Reasoning that heterosexual marriages are more tenuous and that children produced as a consequence of such marriages deserve better than the “all too often causal or temporary” nature of such relationships, the New York State Court of Appeals finds that opposite-sex couples need an incentive. By which they mean in comparison to the same-sex couples who, having all too stable relationships, and who “do not become parents as a result of accident or impulse” should be refused the right to marry. It makes perfect sense that the State of New York might encourage the deadbeat dads and underage moms to marry happily ever after by pointing at the gay couple across the street who can only dream of being afforded the many “undisputed benefits of marriage.”

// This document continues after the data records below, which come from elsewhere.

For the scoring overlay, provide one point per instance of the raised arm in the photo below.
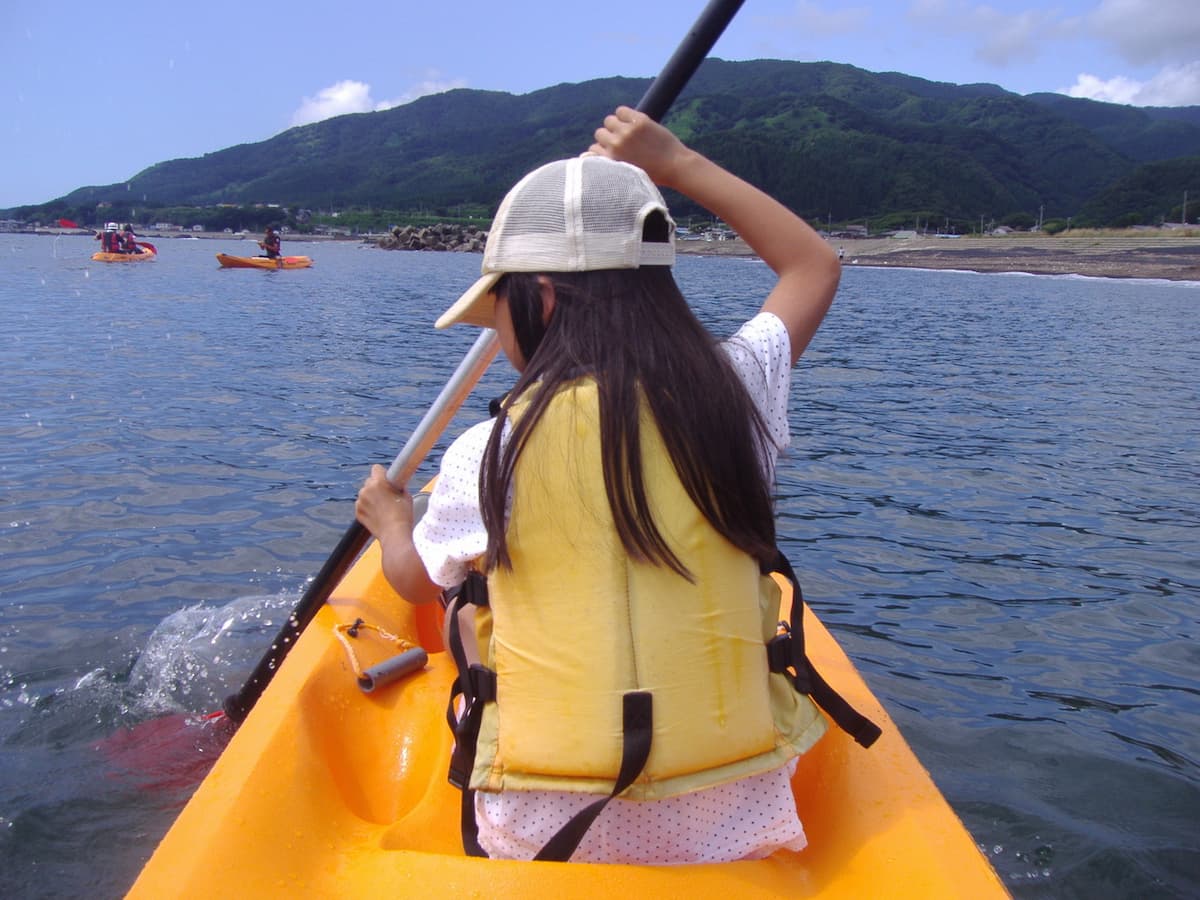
(807, 267)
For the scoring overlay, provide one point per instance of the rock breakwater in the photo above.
(455, 238)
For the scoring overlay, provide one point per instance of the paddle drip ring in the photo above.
(411, 658)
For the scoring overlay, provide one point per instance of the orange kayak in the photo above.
(229, 262)
(143, 253)
(328, 791)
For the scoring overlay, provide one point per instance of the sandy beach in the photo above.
(1170, 255)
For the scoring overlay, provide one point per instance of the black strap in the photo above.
(637, 725)
(477, 685)
(786, 655)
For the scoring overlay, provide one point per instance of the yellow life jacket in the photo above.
(576, 625)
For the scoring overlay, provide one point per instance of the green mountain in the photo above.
(833, 142)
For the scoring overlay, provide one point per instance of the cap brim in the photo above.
(477, 306)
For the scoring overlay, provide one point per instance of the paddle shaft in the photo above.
(403, 467)
(655, 102)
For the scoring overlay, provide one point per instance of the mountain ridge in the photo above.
(832, 141)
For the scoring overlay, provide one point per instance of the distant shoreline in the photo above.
(1134, 253)
(1119, 255)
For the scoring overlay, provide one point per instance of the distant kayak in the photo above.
(144, 252)
(229, 262)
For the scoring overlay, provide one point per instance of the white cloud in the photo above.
(1146, 31)
(1173, 87)
(1001, 37)
(349, 96)
(813, 21)
(336, 100)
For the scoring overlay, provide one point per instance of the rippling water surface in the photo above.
(991, 498)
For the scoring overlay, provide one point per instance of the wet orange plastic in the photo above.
(327, 791)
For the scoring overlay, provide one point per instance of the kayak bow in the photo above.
(228, 262)
(330, 791)
(144, 252)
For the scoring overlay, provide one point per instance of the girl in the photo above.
(619, 511)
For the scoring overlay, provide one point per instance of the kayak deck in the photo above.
(231, 262)
(141, 256)
(327, 791)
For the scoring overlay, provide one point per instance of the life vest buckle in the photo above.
(779, 651)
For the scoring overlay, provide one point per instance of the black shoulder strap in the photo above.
(637, 724)
(786, 654)
(477, 685)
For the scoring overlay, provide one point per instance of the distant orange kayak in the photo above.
(328, 791)
(229, 262)
(143, 253)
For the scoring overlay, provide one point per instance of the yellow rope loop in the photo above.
(343, 633)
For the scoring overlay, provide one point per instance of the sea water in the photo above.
(990, 498)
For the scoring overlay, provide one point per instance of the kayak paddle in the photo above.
(655, 102)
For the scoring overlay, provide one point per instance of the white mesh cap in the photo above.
(573, 215)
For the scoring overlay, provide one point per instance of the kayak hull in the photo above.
(229, 262)
(139, 257)
(327, 791)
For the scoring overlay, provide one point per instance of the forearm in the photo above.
(780, 238)
(405, 570)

Or maybe the court should stop “could”-ing and “might”-ing as to the intent of the state legislature or drop the misconception that “it is better, other things being equal, for children to grow up with both a mother and a father” and realize that it is a fallacy to deny same-sex couples the right to marry on the basis of the prejudiced perception that any children such couples may adopt or birth are somehow at risk. The court is effectively citing as reason against same-sex marriage that it is better for a child to grow up in an orphanage or a series of foster homes than with two mothers or two fathers. Is it possible that the generalizations on which the court based its decision are a result of statistical averaging and not a function of any real world research? The court should find error in its own argument as it claims to have insufficient experience in the quality of child rearing in same sex households.
Such inconsistencies regarding studies of same-sex parents are self serving as the court claims that “what they show, at most, is that a rather limited observation has detected no marked differences [between children in same-sex and opposite-sex households]. More definitive results could hardly be expected, for until recently few children have been raised in same-sex households, and there has not been enough time to study the long-term results of such child-rearing.” Am I reading this right? When there isn’t enough evidence we should assume that gay people are simply incompetent at raising children. With statements like that, how could the plaintiffs possibly persuade the court that “this long-accepted restriction is a wholly irrational one, based solely on ignorance and prejudice against homosexuals?” Apparently it takes centuries of strife, war and a handful of Constitutional Amendments to convince the court that those who think gay people should not marry are bigots, plain and simple.
The court conveniently fails to address any possibility that the decisions to deny same-sex marriage on the basis of the false claim of harm to the child comes at the expense of same-sex couples who do not have children.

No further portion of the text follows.